Research into geospatial patterns of health is often hampered using existing administrative spatial units which aggregate the results, mask spatial patterning, undermine analyses, and ultimately hinder local understanding.
Funded by the Australian Research Council (ARC) Linkage Infrastructure, Equipment and Facilities (LIEF) scheme, the objective of this new data infrastructure is to construct a series of openly available data sets for modelling the patterns and processes impacting the health of the Australian population. By calculating geographic access to services and facilities, this infrastructure will enable researchers, policy stakeholders and industry to better plan equitable resource allocation for the Australian population. Complementing this will be the creation of a synthetic population – this will preserve individual anonymity, while still providing detailed, geographically-located data across Australia.
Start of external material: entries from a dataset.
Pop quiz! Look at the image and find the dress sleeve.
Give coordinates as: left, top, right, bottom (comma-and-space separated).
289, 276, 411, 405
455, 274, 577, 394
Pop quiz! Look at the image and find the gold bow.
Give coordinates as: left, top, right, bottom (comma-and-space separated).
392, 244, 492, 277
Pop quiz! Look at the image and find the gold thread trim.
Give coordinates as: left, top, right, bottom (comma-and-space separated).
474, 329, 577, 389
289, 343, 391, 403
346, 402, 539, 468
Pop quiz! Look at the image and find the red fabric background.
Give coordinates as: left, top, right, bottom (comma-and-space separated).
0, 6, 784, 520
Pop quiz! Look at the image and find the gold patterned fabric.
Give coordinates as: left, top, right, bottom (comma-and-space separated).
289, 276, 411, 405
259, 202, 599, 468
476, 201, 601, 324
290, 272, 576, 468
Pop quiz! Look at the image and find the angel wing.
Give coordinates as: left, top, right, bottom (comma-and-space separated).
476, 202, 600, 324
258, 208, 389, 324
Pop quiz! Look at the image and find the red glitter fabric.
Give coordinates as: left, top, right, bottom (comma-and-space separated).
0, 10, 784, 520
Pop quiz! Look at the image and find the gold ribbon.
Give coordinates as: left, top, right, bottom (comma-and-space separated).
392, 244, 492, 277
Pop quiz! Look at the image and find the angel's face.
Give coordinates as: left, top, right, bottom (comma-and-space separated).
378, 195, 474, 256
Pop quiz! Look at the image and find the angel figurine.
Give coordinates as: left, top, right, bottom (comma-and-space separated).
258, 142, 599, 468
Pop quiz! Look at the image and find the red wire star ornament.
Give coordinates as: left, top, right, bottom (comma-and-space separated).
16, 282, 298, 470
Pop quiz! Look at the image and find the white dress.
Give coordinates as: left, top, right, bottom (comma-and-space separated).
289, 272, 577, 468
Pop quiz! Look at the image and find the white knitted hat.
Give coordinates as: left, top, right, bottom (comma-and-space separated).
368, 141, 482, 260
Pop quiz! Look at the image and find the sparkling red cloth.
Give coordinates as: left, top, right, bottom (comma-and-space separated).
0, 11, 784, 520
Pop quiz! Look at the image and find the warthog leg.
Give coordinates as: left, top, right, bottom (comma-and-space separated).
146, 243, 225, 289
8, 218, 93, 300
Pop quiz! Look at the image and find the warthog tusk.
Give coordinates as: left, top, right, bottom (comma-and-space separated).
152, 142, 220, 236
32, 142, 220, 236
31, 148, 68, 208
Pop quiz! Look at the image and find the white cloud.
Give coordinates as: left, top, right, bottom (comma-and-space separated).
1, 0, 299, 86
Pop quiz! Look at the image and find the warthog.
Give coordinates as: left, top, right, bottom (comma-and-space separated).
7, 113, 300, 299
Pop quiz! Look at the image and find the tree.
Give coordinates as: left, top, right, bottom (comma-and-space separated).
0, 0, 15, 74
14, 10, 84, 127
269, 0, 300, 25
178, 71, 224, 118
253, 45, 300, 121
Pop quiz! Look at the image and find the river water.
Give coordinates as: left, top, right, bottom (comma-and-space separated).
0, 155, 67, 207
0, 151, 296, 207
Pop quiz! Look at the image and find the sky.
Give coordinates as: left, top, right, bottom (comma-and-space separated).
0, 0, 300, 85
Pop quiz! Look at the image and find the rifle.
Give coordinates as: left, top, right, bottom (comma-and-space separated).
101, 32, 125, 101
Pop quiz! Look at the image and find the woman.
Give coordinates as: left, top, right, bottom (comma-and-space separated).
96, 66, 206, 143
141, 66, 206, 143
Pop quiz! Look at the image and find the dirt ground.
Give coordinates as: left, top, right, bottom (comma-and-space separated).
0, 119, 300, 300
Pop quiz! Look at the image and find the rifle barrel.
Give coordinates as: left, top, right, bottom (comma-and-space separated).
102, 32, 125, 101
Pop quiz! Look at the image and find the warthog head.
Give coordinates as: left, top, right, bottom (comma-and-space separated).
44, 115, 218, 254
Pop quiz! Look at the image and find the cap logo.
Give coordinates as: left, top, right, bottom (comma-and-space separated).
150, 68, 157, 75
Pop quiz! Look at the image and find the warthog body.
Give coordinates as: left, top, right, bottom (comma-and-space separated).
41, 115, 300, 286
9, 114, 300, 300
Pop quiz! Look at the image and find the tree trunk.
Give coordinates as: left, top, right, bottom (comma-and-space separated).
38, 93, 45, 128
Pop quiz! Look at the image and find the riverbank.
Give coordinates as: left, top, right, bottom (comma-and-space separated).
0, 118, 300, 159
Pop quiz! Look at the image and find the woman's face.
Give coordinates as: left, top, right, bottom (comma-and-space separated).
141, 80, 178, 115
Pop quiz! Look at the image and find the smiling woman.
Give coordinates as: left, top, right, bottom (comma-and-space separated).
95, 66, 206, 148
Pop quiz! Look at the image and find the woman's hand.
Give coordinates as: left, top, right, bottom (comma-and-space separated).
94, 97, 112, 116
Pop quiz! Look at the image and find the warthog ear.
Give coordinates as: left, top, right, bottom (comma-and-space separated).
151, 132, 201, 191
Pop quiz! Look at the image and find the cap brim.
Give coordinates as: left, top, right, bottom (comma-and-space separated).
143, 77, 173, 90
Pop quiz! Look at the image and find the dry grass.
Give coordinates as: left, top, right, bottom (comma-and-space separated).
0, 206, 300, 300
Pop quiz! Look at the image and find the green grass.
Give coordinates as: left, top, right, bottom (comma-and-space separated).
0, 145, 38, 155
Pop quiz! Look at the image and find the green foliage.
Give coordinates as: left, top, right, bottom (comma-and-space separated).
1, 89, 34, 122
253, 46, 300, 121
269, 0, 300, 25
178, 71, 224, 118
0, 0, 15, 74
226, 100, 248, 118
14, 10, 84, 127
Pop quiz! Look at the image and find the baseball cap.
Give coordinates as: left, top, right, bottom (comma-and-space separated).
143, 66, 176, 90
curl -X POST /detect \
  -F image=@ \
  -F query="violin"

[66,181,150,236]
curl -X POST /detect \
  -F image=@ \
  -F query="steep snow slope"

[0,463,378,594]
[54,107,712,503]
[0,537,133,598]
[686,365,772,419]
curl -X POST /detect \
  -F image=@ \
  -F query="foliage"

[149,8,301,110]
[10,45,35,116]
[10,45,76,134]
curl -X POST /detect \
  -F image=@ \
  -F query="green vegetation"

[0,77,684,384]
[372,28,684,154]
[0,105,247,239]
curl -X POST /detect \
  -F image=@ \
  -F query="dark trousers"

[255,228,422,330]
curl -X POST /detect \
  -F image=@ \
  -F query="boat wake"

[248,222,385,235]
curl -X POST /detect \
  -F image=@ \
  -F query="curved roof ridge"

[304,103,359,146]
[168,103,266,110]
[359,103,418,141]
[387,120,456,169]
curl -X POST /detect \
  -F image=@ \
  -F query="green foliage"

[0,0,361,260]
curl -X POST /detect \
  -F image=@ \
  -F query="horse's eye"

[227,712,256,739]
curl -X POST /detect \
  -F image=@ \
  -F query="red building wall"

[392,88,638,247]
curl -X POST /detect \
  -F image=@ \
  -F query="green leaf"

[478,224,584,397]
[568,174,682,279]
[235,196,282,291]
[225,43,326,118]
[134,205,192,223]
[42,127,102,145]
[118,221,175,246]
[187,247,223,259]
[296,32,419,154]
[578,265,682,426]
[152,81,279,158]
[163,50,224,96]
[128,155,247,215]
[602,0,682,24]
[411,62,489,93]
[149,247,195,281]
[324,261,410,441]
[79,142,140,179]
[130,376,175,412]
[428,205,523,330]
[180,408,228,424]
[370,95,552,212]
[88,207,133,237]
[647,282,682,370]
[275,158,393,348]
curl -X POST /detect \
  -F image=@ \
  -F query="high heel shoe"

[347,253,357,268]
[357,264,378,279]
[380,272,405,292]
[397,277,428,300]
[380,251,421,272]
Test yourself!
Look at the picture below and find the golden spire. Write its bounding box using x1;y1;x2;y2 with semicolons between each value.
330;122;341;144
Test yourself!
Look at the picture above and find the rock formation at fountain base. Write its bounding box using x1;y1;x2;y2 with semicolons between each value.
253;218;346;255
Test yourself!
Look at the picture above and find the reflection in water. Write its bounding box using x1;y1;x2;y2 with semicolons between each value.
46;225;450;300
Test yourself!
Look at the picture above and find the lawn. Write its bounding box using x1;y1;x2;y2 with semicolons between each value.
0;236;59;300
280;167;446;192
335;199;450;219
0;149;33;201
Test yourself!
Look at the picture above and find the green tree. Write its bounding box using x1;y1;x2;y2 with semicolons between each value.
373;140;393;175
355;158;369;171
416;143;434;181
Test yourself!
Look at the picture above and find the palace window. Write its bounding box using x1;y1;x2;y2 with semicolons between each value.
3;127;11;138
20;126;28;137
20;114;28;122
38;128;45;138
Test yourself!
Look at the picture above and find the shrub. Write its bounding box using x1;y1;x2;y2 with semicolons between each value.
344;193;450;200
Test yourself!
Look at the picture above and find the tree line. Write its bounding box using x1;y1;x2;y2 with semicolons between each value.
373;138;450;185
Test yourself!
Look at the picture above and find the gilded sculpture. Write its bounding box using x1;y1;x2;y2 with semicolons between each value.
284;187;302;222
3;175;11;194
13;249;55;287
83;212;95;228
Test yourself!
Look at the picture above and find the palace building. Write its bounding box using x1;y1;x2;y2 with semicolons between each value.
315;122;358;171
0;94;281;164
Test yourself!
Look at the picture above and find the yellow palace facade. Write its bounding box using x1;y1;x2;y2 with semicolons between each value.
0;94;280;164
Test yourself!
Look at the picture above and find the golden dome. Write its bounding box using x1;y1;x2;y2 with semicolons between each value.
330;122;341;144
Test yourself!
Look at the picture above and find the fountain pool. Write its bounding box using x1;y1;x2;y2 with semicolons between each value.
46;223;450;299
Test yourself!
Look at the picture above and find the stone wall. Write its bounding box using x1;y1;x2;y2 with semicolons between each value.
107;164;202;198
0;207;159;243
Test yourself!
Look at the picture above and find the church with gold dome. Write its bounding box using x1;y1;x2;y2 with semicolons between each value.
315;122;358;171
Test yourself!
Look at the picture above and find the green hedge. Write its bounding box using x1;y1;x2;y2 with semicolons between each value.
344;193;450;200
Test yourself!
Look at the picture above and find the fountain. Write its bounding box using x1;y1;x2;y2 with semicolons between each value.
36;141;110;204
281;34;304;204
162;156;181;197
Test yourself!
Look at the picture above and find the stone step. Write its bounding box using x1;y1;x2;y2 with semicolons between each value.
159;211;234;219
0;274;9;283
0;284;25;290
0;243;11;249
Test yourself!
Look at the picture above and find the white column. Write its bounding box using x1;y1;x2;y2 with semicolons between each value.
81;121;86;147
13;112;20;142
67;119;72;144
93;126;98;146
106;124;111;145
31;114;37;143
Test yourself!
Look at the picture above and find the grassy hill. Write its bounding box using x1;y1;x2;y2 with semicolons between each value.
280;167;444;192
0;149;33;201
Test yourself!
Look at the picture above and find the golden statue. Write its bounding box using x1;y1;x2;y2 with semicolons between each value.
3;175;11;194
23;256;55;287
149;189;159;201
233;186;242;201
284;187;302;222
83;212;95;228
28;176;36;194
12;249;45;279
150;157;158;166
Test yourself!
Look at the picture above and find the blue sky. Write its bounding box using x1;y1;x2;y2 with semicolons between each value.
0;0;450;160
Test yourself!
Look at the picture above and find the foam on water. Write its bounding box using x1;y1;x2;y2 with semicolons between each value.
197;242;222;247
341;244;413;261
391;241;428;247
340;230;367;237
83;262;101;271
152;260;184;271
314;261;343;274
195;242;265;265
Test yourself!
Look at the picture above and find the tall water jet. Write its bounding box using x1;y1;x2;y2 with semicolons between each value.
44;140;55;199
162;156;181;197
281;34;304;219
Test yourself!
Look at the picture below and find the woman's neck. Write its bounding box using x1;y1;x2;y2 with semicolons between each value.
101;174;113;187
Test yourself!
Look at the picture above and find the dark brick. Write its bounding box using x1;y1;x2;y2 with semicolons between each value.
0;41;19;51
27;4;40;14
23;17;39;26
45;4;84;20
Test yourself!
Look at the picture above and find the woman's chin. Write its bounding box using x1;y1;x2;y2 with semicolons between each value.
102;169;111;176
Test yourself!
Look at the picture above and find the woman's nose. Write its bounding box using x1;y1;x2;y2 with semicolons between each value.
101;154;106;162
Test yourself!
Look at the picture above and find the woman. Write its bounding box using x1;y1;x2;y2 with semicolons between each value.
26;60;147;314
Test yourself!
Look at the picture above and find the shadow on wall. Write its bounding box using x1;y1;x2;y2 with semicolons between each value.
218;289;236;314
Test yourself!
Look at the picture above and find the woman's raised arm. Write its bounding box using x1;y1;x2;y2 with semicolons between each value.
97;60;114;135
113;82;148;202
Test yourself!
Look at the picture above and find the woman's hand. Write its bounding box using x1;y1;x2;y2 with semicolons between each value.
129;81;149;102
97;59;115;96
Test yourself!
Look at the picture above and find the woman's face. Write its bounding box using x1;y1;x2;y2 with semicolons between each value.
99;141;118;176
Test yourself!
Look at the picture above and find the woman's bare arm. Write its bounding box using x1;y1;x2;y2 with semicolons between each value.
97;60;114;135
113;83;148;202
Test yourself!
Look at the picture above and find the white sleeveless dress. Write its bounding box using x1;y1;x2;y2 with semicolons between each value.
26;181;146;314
To achieve the first step of calculating geographic access, this research utilises recent advances in modern data processing architecture to rapidly calculate distance/time metrics from all 11 million Australian residential dwellings to all Australian health facilities and relevant services. The core of the presentation describes the data requirements and computing environment needed to perform these calculations across the whole of Australia.
While the geospatial modelling will address a number of seminal and longstanding challenges faced by health geographers, it also guides and augments rapid translation in real world settings. A formal partnership between Deakin Rural Health (a University Department of Rural Health) and Grampians Health Service (located in a rural and regional setting delivering services to a catchment of >250,000 residents spanning >250 km) will deliver insights of direct relevance to the health system throughout the research process (e.g., by linking clinical datasets at address-level across geographically expansive areas). This will permit investigations such as dynamics between individual-level socio-economic status and service access, validation of synthetic populations, and scenario testing of health service use cases.